John William Heisman (October 23, 1869 – October 3, 1936) was a player and coach of American football, basketball, and baseball. He served as the head football coach at Oberlin College (1892, 1894), Buchtel College—now known as the University of Akron (1893–1894), Auburn University (1895–1899), Clemson University (1900–1903), Georgia Tech (1904–1919), the University of Pennsylvania (1920–1922), Washington & Jefferson College (1923), and Rice University (1924–1927), compiling a career college football record of 186–70–18. His 1917 Georgia Tech Golden Tornado have been recognized as a national champion.
Heisman was also the head basketball coach at Georgia Tech (1908–1909, 1912–1914), tallying a mark of 9–14, and the head baseball coach at Buchtel (1894), Clemson (1899–1904), and Georgia Tech (1904–1917), amassing a career college baseball record of 219–119–7. He served as the athletic director at Georgia Tech from 1904 to 1919 and at Rice from 1924 to 1927.
Heisman was inducted into the College Football Hall of Fame as a coach in 1954. The Heisman Trophy, awarded annually to the season's most outstanding college football player, is named after him.[2]

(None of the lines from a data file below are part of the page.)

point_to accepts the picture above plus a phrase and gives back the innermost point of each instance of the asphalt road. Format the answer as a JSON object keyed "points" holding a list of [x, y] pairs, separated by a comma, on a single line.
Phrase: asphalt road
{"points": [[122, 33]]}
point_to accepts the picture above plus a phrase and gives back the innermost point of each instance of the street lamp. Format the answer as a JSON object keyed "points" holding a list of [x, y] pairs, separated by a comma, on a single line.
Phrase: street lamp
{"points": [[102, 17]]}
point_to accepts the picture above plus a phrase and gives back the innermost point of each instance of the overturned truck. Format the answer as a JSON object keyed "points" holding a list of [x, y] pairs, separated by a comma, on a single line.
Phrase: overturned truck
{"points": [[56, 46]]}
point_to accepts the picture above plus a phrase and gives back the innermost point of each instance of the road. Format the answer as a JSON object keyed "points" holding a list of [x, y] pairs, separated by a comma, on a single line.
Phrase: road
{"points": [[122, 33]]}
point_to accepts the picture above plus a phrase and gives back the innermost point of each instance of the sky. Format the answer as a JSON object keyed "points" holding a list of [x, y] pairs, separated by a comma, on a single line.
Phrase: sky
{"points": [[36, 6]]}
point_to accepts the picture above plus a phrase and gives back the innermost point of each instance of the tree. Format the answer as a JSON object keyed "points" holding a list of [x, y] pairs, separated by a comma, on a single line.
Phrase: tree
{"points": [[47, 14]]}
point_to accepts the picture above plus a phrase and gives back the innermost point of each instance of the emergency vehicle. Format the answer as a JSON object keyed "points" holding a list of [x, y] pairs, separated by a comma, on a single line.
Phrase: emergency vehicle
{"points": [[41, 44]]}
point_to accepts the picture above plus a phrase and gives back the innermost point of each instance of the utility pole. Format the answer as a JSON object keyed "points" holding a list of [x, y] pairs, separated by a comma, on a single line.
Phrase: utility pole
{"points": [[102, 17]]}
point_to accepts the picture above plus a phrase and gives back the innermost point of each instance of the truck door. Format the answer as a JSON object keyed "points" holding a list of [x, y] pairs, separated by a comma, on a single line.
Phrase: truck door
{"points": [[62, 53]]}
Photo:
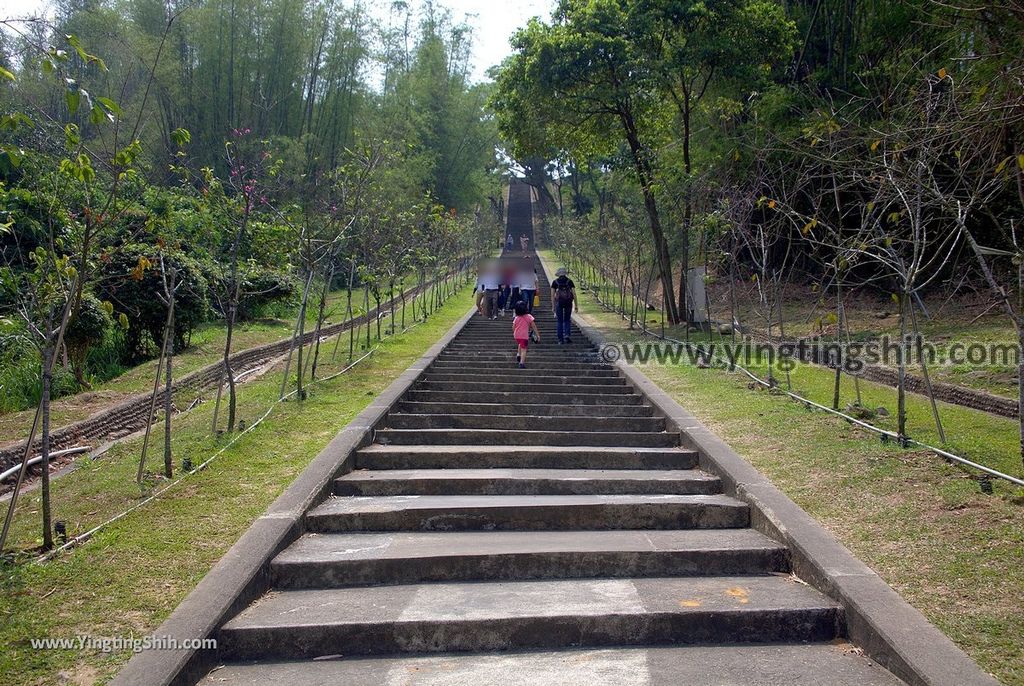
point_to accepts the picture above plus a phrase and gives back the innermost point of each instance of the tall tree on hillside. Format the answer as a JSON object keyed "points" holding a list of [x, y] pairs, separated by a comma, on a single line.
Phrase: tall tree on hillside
{"points": [[724, 47]]}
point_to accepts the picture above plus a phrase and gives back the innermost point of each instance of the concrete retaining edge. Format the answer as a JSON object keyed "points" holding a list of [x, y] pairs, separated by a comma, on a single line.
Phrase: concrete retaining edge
{"points": [[878, 619], [242, 574]]}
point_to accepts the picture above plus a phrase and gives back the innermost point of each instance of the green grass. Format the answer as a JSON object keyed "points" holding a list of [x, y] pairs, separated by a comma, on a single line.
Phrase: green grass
{"points": [[130, 576], [924, 525]]}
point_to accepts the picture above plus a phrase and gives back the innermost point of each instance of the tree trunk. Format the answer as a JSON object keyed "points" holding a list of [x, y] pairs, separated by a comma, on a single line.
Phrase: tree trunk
{"points": [[646, 178], [320, 322], [44, 483], [168, 395]]}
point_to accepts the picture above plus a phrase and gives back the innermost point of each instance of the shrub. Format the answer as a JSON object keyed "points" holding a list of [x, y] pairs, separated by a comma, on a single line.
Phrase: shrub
{"points": [[132, 282]]}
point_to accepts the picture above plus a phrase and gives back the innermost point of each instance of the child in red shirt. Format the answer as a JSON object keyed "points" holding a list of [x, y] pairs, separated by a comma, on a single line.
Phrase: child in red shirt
{"points": [[521, 326]]}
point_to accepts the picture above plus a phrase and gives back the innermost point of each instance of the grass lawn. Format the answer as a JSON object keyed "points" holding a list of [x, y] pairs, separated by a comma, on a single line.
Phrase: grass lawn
{"points": [[924, 525], [965, 318], [130, 576], [207, 347]]}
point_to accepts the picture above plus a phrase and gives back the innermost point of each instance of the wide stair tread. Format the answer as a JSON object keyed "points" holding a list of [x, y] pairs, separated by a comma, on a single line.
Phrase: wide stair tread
{"points": [[547, 613], [836, 663], [453, 513], [476, 456], [525, 481], [333, 560]]}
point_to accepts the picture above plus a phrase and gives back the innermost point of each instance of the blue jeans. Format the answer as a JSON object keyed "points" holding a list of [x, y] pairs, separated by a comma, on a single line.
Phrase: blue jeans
{"points": [[563, 312]]}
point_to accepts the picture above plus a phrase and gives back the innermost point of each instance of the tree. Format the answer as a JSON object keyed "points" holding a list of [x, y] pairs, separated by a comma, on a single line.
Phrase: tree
{"points": [[585, 82]]}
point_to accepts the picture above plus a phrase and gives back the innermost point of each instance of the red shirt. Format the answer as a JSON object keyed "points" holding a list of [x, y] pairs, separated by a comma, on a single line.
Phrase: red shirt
{"points": [[520, 327]]}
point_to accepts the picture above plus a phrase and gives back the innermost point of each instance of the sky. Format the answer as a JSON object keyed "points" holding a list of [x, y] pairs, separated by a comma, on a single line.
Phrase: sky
{"points": [[494, 23]]}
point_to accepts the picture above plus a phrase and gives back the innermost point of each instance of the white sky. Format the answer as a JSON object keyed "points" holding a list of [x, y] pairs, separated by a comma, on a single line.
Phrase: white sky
{"points": [[494, 22]]}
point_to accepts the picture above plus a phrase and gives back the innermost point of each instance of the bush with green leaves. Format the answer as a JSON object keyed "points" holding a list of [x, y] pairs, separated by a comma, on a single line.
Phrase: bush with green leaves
{"points": [[133, 283]]}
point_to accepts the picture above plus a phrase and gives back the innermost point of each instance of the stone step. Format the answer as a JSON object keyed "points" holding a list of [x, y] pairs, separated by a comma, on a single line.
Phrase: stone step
{"points": [[506, 368], [525, 423], [526, 385], [334, 560], [509, 374], [523, 396], [522, 457], [503, 615], [508, 437], [486, 366], [525, 482], [460, 513], [836, 663], [487, 353], [562, 410]]}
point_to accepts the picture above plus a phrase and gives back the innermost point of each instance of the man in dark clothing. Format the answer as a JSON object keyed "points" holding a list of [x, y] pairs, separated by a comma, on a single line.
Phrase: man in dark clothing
{"points": [[562, 297]]}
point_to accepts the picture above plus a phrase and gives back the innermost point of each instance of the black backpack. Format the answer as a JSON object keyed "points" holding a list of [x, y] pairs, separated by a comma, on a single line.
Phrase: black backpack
{"points": [[563, 291]]}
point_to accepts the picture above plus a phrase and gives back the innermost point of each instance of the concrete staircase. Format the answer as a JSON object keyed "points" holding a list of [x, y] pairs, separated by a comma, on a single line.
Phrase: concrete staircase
{"points": [[534, 526]]}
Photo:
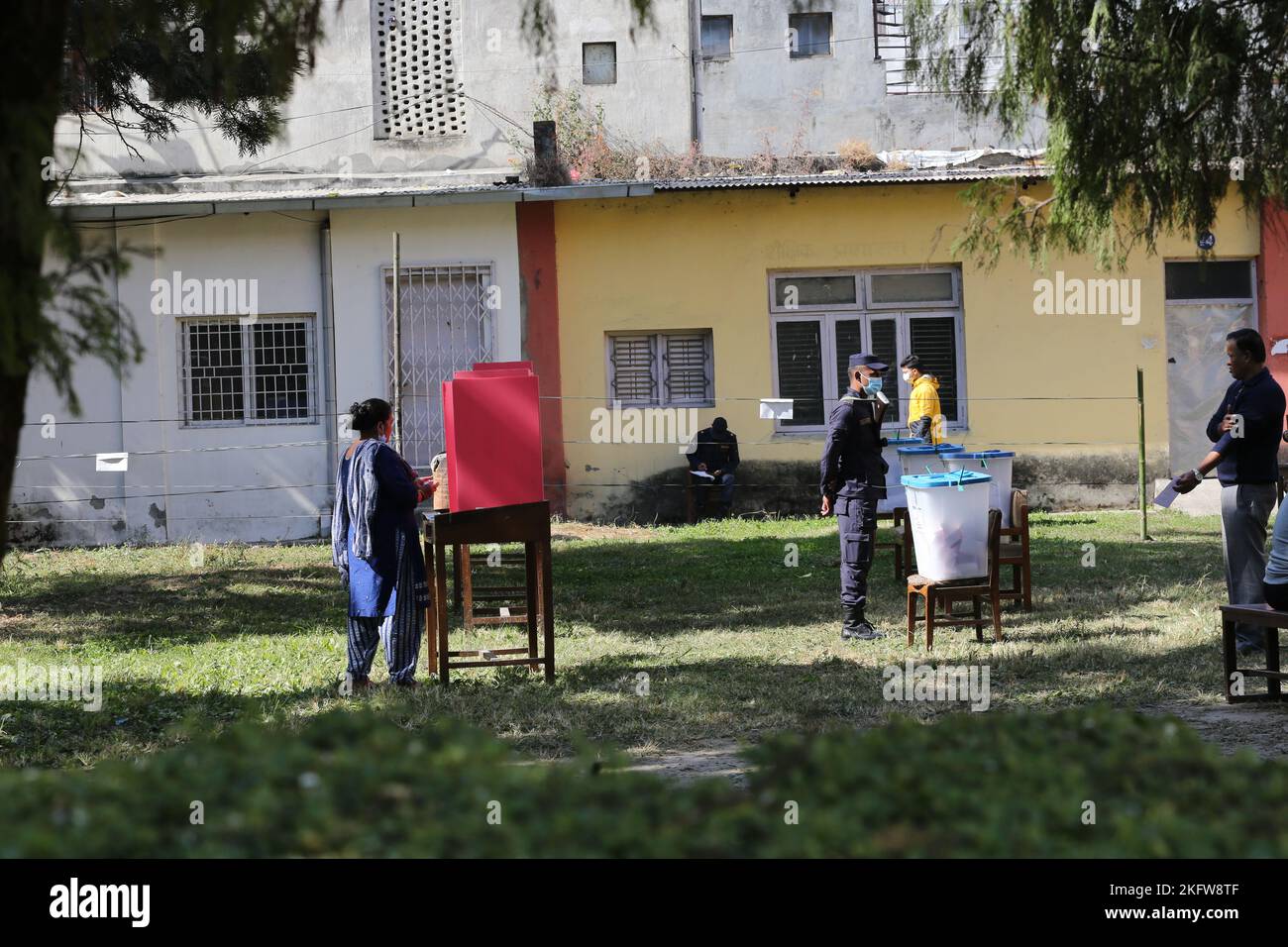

Early life and playing career
Heisman was born in Cleveland, Ohio, the son of Sara (née Lehr) and Johann Michael Heisman, both German immigrants.[3][4]:3–6 He grew up in northwestern Pennsylvania near Titusville, where he played varsity football for Titusville High School in 1884, 1885, and 1886, and was salutatorian of his graduating class.[5] He went on to play football at Brown University (1887–1889)[2] and at the University of Pennsylvania (1890–1891).[6][7] He graduated from the University of Pennsylvania Law School in 1892.[6]
Coaching career
Early coaching career
Heisman coached at Oberlin College in 1892 and later moved to Buchtel College. There he helped make the first of his many permanent alterations to the sport. It was then customary for the center to begin a play by rolling the ball backwards, but this was troublesome for Buchtel's unusually tall quarterback, Harry Clark. Under Heisman, the center began tossing the ball to Clark, a practice that evolved into the snap that today begins every play.[4]:64–65[8] Heisman returned to Oberlin in 1894.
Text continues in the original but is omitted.